NONLINEAR FINITE ELEMENT ANALYSIS OF INSULATED FRP STRENGTHENED REINFORCED CONCRETE COLUMNS SUBJECTED TO FIRE

Recently, Fiber Reinforced Polymers (FRP) have been successfully used for retrofitting or strengthening of existing concrete structural members due to its superior properties such as high strength, corrosion resistance and ease of application. However, its behavior under elevated temperature likely to occur in case of fire is a problem that presents a threat to the strengthened member. This paper presents numerical investigation of reinforced concrete (RC) columns strengthened with FRP and insulated by a thermal resisting coating under service load and fire conditions.
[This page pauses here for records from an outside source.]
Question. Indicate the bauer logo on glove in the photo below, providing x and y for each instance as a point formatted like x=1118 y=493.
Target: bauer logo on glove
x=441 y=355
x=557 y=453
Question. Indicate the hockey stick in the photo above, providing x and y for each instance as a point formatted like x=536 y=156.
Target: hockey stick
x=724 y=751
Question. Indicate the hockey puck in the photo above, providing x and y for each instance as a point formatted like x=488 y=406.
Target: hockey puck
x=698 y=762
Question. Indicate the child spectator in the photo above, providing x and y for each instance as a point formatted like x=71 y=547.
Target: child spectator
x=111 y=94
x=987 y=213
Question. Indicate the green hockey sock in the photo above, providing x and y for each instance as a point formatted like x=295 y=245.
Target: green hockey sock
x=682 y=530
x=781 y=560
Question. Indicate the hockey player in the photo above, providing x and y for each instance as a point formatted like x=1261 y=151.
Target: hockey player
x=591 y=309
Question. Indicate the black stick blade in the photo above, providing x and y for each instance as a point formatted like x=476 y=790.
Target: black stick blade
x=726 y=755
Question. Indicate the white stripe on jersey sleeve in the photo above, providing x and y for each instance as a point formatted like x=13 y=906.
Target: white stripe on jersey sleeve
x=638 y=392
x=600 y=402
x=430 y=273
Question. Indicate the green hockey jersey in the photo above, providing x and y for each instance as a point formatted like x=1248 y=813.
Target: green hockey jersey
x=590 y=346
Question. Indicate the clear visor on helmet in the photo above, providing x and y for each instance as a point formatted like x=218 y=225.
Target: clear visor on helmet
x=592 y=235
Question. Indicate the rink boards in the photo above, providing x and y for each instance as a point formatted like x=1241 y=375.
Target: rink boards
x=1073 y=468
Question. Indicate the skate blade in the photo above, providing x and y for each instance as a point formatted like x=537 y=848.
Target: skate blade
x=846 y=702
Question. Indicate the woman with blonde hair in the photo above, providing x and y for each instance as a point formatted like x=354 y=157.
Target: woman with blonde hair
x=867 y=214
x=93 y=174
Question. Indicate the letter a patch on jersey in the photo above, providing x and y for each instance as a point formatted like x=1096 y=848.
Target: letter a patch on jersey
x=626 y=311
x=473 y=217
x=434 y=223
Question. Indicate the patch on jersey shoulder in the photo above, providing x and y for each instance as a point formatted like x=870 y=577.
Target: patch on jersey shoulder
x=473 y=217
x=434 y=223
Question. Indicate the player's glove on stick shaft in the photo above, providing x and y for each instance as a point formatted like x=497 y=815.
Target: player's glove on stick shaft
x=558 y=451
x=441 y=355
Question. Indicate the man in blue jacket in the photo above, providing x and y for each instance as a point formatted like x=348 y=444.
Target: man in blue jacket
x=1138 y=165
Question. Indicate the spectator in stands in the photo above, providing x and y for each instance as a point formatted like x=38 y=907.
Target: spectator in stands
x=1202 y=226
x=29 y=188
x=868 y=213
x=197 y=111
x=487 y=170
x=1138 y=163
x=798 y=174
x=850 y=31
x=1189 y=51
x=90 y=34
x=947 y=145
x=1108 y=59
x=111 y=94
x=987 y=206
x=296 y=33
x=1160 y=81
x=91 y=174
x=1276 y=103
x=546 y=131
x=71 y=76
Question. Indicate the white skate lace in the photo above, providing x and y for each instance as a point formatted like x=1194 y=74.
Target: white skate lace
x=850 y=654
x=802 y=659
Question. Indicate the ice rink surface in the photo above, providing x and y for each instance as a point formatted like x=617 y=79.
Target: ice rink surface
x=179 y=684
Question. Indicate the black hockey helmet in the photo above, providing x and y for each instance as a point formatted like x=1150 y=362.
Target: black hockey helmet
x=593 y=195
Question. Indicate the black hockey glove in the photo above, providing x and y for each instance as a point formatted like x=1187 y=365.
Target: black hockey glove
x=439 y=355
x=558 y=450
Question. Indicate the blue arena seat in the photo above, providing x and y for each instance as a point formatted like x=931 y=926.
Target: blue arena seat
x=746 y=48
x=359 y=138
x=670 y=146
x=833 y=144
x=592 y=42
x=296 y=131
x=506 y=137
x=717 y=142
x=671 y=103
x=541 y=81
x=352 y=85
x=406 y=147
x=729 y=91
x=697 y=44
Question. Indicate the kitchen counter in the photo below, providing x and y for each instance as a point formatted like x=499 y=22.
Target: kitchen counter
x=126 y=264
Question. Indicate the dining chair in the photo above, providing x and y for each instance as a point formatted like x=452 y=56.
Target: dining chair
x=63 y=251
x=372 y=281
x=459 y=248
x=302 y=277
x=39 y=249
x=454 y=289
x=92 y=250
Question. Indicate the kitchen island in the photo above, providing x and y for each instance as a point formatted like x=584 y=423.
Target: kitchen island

The finite element numerical modeling and nonlinear analysis are made using the general purpose software ANSYS 12.1. Numerical modeling is made for FRP-strengthened and insulated RC columns that have been experimentally tested under standard fire tests in the published literature. The obtained numerical results are in good agreement with the experimental ones regarding the temperature distribution and axial deformations. Thus, the presented modeling gives an economic tool to investigate the performance of loaded FRP strengthened columns under high temperatures. Furthermore, the model can be used to design thermal protection layers for FRP strengthened RC columns to satisfy fire resistance requirements specified in building codes and standards.